SNSをどのように使い分けるか、ここがものすごく重要だと僕は思っていて、とりあえずTwitterは辞めた。
議論を生み、拡散させる為の装置として、今もインフォメーションとして残しているけれど、
あくまでそれは完成したものを広める為のものであり、いろんな人の意見が入ってきてしまうTwitterは『ゼロ→1』の作業は不向きで、極端なモノが生まれないと判断した。

自分が考えていることはFacebookや、このブログに書くとして、核となる部分、つまり『ゼロ→1』の作業は、たとえば「青色に赤色を合わせるのは変だよ」といった外の声が一切入ってこない、外の声が一切反映されない、超クローズドな鎖国空間でやろうと思って、オンラインサロンを始めた。

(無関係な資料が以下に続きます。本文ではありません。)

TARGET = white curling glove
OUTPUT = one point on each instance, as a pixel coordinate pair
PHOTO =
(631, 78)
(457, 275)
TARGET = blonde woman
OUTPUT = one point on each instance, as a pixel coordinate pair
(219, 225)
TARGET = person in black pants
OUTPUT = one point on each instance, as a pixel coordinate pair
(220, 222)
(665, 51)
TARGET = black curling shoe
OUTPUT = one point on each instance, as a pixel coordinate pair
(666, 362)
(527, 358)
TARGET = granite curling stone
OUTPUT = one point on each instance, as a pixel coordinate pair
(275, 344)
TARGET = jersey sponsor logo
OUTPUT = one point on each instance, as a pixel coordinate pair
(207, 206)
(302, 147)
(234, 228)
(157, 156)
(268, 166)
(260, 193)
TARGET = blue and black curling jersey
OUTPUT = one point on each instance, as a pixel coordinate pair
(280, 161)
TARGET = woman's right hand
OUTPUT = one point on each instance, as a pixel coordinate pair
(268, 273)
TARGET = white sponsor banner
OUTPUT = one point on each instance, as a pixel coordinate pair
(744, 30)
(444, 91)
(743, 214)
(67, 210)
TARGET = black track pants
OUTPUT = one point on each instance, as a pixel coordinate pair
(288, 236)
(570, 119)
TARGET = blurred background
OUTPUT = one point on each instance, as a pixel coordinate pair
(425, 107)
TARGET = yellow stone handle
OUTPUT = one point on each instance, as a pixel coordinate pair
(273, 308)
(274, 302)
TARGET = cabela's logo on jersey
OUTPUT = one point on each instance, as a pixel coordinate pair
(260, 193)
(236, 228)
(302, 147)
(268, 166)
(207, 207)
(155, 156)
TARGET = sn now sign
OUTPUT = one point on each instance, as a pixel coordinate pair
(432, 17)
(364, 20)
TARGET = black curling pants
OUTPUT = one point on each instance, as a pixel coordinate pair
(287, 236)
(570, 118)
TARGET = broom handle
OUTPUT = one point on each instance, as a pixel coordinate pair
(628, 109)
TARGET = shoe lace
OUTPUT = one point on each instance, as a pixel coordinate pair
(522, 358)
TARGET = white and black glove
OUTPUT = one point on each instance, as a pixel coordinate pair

ちなみに、『えんとつ町のプペル』の無料公開は、このオンラインサロンの中で決めた。
それぞれの立場があるので賛否両論あっていいと思うけれど、少なくともオンラインサロンの中では満場一致でGO!だったのだ。
極端で面白いと思った。


僕はこのスタイルにしてからの方が活動しやすくなったんだけど、皆はどうやって使い分けているのかな?
人の意見を聞くというのは大切なことだけれど、一方で、人の意見を聞きすぎた結果が『京都駅』だから、考えもんだよね。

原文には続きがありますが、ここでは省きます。